I was playing around with Fibonacci numbers and made the following super-simple snippet:
let fib = successors(Some((0, 1)), |&(a, b)| Some((b, a + b)));
which works beautifully when used simply like this:
for (n, _) in fib.take(20) {
println!("{:?}", n);
}
but I had difficulty turning that variable into a function due to a variety of things (generic types on the Successors struct, unnameability of closure types, etc.):
fn fib() -> ???
so that I can use it like so:
for (n, _) in fib().take(20) {
println!("{:?}", n);
}
Thanks. I first tried to return a Successors struct directly, but got hung up on the second generic parameter needing to specify the closure type. I then tried impl Iterator, but forgot to specify the Item type and guess I just confused myself after that...
I just wanted to add that even though Rust is sometimes known as a verbose language, it occasionally pleasantly surprises me with conciseness and elegance. I find the above to be both.
One nice thing about iterate is that it's known to be infinite (because there's no way to return None to stop the iteration). That means it'll get a better size_hint than the approaches using successors or similar.
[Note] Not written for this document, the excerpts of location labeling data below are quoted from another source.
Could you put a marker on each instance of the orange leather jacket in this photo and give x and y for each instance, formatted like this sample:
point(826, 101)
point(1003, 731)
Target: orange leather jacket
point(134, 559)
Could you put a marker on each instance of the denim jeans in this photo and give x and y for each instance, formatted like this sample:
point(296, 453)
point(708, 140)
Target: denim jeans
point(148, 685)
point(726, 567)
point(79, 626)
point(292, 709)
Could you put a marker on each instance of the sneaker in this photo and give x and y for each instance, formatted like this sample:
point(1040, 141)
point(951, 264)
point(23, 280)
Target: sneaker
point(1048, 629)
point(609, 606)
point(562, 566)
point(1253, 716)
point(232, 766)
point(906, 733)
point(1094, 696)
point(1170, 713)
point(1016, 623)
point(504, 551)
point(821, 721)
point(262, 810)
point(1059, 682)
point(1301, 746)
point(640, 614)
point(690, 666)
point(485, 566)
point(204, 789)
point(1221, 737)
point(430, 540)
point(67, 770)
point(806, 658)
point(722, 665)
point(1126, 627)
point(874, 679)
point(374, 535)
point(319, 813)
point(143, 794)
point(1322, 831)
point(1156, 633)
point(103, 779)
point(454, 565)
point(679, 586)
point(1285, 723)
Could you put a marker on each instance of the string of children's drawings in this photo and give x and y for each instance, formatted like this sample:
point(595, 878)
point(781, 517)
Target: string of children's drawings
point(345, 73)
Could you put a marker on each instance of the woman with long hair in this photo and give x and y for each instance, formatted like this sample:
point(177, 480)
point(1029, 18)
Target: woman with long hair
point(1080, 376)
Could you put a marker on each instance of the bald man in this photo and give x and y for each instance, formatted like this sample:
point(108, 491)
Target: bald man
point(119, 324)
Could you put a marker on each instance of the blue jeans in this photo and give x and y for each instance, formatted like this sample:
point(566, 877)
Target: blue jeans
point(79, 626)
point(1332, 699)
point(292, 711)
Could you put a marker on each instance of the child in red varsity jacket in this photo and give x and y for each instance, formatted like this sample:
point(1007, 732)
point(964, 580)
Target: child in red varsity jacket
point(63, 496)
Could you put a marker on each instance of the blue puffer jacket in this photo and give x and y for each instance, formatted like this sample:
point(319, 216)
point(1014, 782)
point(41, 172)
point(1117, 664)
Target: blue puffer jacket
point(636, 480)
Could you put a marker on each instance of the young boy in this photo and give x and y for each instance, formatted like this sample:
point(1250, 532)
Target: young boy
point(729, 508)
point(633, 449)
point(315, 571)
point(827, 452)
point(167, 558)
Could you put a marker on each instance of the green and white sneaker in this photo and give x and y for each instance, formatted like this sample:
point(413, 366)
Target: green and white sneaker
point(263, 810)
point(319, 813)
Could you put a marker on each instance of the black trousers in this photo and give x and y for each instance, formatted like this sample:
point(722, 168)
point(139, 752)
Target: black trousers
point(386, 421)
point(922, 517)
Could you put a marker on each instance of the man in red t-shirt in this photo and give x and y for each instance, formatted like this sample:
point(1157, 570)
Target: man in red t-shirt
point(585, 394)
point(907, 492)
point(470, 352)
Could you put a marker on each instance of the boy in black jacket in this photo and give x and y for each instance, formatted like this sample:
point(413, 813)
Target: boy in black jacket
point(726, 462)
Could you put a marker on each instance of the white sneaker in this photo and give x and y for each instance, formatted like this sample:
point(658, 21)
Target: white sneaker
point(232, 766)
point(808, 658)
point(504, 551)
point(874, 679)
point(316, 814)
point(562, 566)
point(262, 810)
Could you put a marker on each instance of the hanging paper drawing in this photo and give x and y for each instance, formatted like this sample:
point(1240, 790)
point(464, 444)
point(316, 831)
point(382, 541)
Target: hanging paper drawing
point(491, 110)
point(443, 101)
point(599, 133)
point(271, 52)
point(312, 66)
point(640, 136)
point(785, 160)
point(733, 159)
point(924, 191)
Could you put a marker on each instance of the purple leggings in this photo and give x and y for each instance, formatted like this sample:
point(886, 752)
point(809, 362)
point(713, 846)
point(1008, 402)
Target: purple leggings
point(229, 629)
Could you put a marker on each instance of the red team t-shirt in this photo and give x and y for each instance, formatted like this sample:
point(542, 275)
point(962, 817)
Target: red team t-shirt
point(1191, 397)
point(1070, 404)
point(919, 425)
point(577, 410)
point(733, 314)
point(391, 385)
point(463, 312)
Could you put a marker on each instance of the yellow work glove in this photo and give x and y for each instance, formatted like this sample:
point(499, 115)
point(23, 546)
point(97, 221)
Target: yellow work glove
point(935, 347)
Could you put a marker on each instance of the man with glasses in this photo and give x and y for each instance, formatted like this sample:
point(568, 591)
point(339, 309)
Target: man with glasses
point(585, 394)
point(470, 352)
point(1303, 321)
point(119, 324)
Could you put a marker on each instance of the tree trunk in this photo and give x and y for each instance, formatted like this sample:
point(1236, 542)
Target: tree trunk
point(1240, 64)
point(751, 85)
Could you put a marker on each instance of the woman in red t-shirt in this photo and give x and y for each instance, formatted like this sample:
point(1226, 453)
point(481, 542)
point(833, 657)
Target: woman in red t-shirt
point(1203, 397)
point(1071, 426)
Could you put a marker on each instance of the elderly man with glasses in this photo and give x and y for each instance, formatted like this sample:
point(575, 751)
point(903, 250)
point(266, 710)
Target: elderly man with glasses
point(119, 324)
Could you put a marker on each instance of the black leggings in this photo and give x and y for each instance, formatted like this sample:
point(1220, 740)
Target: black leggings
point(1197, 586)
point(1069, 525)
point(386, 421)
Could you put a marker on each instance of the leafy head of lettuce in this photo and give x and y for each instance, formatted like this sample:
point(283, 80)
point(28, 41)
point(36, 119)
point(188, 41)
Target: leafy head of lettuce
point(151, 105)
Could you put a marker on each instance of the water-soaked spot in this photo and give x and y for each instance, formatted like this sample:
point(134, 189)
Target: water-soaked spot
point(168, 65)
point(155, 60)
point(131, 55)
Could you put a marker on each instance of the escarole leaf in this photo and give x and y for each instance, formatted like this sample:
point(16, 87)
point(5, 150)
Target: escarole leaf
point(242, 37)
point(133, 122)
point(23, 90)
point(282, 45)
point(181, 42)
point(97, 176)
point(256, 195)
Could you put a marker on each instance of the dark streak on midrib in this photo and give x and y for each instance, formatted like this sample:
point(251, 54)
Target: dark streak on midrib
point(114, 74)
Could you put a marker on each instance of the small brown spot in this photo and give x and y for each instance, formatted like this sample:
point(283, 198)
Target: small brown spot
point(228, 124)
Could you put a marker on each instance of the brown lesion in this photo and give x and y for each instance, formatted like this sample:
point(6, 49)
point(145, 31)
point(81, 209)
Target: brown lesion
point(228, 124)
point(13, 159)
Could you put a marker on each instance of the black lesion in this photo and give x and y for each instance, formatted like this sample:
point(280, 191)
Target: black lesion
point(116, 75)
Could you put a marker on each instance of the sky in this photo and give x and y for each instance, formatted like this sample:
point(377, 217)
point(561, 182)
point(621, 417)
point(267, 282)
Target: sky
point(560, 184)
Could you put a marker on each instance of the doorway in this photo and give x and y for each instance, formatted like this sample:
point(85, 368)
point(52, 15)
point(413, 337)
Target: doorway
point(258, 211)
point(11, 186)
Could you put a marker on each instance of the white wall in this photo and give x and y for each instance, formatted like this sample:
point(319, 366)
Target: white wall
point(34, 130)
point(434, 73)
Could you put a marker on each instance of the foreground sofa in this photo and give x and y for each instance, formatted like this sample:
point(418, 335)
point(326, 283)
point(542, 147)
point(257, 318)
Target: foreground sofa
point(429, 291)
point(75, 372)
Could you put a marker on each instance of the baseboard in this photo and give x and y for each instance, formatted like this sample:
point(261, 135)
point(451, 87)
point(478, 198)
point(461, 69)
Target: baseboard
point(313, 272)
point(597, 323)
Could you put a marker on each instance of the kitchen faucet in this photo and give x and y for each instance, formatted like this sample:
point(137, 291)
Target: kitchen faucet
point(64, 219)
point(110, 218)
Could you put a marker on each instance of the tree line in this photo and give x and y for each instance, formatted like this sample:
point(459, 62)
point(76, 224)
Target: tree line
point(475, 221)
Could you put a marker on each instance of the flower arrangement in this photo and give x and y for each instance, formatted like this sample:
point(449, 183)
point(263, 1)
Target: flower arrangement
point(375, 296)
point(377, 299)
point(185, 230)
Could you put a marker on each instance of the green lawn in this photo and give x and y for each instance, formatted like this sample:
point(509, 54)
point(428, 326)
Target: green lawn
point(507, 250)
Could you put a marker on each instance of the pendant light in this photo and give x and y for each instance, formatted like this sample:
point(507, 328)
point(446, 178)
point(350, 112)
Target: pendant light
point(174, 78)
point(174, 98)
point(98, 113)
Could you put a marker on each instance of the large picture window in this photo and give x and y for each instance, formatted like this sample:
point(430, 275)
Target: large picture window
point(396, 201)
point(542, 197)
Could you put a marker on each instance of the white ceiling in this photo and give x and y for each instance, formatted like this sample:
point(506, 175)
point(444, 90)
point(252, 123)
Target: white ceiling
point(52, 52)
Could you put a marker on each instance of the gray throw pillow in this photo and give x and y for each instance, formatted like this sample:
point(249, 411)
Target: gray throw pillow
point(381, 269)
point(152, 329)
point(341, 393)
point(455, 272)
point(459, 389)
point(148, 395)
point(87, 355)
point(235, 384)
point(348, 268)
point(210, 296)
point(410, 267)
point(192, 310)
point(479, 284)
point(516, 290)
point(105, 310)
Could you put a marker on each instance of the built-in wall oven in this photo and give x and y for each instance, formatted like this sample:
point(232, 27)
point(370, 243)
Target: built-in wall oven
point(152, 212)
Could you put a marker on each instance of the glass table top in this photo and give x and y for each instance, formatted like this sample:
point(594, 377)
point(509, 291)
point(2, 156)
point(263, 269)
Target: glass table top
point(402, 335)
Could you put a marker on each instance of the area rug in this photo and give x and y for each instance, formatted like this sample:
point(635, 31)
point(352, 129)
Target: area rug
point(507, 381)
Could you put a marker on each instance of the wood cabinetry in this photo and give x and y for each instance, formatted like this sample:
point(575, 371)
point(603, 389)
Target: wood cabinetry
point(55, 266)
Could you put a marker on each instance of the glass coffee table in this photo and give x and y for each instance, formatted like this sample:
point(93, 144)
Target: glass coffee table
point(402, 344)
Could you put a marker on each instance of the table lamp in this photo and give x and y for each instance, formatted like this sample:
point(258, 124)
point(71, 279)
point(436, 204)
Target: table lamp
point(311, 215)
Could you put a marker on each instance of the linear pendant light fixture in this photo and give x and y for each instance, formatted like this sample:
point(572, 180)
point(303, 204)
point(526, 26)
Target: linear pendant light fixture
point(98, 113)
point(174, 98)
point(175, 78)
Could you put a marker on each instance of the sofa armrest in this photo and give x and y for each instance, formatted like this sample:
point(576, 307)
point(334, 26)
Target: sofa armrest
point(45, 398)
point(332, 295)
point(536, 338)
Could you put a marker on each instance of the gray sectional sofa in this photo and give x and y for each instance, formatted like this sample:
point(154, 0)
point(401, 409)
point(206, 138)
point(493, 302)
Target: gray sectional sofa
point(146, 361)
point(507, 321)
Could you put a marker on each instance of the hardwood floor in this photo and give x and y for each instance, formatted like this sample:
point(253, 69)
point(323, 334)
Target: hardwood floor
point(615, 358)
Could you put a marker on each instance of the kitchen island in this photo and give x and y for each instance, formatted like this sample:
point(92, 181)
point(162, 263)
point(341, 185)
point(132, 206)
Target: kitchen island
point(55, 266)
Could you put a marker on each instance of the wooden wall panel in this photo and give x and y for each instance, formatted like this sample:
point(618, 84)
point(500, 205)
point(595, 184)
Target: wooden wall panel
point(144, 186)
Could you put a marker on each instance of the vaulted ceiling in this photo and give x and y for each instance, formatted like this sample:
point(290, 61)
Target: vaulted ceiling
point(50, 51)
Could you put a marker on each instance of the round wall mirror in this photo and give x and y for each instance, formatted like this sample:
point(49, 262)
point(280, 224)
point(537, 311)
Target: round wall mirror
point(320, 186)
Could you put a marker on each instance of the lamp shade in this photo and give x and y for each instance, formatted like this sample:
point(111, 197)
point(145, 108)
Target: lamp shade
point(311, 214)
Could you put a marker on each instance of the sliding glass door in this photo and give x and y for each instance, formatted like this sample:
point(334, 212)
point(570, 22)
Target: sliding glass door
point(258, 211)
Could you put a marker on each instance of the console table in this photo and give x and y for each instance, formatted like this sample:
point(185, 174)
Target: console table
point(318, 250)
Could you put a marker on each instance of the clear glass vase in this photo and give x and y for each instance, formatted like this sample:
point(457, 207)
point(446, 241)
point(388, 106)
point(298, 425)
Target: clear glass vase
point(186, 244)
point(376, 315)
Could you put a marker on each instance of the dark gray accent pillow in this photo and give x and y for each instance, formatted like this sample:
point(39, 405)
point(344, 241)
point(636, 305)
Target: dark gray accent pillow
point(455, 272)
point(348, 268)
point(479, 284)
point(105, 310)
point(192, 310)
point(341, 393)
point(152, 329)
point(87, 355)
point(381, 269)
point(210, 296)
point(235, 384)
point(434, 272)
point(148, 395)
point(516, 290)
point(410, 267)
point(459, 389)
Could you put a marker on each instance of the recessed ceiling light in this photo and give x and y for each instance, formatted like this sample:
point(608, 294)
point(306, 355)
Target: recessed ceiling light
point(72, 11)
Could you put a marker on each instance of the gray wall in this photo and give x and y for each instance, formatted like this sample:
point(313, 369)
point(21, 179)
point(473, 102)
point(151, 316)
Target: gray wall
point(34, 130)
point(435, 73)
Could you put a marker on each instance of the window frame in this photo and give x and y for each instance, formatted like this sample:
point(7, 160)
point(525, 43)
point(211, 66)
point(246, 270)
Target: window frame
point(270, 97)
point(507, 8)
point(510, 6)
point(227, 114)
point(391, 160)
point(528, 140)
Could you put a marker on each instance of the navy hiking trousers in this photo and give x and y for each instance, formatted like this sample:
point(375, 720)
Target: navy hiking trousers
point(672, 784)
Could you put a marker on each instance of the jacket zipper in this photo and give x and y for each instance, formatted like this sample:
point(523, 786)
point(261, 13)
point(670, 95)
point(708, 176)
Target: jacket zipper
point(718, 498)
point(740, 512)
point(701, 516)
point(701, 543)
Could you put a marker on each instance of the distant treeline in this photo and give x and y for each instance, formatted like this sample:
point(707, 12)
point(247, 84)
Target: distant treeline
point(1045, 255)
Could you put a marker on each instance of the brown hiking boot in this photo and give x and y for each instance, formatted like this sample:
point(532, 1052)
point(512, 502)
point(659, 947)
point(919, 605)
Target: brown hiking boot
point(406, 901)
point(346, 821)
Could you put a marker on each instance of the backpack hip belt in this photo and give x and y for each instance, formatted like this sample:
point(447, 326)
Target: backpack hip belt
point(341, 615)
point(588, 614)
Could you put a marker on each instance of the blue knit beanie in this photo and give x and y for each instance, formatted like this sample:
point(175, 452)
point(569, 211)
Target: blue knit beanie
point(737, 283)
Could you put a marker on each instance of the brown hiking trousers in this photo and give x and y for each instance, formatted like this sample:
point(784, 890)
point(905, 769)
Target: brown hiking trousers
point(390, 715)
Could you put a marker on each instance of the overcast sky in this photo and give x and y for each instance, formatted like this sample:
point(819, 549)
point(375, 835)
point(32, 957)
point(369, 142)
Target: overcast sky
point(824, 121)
For fun, here's another std-only version, which also has the unbounded size-hint:
fn fib() -> impl Iterator<Item = u64> {
let mut state = (1, 0);
std::iter::repeat_with(move || {
let (a, b) = state;
state = (b, a + b);
b
})
}
Even though it isn't usually represented this way, there's something about using the pairs that I really like, because in a very real way that's what the Fibonacci sequence is. Each pair fully determines the next value, meaning no additional state in the iterator and not having to shuffle the values around in a temporary variable.
The linear algebra explanation is that the vector (pair) representation vn = [Fn, Fn+1]T satisfies the simple linear recursive relationship vn+1 = Mvn, where M is the coefficient matrix
0 1
1 1
which immediately gives the non-recursive formula vn = Mnv0. Diagonalizing M then results in the usual closed-form formula for the Fibonacci sequence.